#MyHolyBlossom creates opportunities for learning, growth, and community by Caroline Ingvaldsen
Often a membership story at Holy Blossom reflects generations of family connection. Not my story: the first of my family to be born in Canada, my parents had fled Nazi-occupied Poland to the relative safety of the Soviet Union, eventually to find refuge in this good city.
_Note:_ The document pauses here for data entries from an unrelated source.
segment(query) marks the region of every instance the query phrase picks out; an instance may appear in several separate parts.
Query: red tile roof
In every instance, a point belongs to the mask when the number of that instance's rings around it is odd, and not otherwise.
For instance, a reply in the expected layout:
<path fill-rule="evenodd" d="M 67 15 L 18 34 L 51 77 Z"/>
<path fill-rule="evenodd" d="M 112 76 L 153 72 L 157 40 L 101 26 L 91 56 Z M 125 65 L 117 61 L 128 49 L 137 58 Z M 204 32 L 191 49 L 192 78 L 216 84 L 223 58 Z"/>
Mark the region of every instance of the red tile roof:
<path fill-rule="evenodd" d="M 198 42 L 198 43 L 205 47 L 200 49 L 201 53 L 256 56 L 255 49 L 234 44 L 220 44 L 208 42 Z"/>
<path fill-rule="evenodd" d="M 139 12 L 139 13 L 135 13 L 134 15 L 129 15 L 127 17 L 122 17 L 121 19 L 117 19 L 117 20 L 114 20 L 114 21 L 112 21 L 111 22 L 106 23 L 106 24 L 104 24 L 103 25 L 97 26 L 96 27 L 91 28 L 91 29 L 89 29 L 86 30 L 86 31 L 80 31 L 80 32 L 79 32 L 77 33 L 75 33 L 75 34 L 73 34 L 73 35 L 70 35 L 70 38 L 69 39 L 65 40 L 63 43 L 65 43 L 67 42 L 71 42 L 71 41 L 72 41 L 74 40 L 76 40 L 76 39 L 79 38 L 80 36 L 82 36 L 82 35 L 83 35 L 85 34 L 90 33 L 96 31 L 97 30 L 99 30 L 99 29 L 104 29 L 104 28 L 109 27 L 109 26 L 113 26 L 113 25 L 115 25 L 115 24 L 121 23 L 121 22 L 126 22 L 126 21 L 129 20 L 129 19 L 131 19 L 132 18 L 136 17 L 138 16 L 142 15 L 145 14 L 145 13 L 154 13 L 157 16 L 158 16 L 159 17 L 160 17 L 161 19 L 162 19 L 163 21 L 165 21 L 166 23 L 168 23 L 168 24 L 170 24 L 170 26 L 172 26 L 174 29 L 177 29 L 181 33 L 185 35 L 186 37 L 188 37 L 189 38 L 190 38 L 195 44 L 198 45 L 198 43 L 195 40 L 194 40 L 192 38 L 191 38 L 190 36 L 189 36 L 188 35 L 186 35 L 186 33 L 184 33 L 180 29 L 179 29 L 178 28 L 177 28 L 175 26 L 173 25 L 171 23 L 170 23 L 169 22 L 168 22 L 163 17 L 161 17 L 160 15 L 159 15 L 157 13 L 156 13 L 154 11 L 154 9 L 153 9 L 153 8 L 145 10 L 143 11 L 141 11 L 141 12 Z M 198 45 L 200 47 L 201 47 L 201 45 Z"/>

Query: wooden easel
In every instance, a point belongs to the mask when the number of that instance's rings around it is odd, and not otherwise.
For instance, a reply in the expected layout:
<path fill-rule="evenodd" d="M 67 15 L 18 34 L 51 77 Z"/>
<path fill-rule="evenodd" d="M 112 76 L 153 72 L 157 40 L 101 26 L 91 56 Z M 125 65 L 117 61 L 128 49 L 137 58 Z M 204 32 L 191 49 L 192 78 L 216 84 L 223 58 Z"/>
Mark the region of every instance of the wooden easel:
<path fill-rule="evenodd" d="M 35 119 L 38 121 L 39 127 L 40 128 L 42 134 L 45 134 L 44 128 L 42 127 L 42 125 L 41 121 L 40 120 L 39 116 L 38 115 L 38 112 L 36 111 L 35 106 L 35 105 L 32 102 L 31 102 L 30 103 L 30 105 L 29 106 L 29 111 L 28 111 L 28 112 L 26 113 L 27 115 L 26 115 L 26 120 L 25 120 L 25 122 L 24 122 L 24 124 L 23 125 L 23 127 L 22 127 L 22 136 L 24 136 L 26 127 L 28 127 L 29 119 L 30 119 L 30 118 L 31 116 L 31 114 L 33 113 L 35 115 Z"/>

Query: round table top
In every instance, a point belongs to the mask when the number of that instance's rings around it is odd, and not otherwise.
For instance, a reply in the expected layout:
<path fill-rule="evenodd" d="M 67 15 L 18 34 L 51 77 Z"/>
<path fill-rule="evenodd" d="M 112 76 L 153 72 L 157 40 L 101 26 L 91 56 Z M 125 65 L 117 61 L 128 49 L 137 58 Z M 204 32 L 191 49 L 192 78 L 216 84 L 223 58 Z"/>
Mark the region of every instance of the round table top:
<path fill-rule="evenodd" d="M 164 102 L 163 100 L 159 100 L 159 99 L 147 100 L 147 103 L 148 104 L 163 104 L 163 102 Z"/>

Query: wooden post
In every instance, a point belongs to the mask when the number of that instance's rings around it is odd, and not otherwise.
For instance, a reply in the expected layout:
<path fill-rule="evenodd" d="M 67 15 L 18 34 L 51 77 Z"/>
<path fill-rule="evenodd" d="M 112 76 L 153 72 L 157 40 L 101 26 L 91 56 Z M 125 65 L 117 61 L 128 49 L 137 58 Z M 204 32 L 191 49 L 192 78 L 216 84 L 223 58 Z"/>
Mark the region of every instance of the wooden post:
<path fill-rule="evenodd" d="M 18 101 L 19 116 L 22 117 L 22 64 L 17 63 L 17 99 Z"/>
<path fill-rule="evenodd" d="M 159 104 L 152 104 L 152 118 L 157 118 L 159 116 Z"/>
Raised in the Bundist tradition of socialism and atheism, I first encountered Holy Blossom when R. Abraham Feinberg, of blessed memory, graciously officiated at my wedding to a non-Jew who declined to seek conversion. Almost twenty years later, disappointed by secular Judaism and seeking a Jewish foundation for my son and daughter, we joined Holy Blossom. My children enrolled in Religious School and I began to attend services. The tipping point proved to be participation in the Adult Bnai Mitzvah Class. The more I participated, the greater my interest grew. I joined Temple Singers and Sisterhood, chanted Torah and presented to the Monday Seniors’ Group. Since retirement, I’ve leaned in, even further: organizing the new Library, telling stories at the Early Childhood and Youth Education centres, moderating book clubs for children and adults, participating in adult education and numerous volunteer committees … and best of all, bringing my grandchildren to Temple.
Over thirty years of membership at Temple has been stimulating, satisfying and most of all, brimming with opportunity: the opportunity to learn, to grow and to engage with a wonderful community and to contribute to the great work of repairing the world, work that we are not obliged to complete but must not put aside.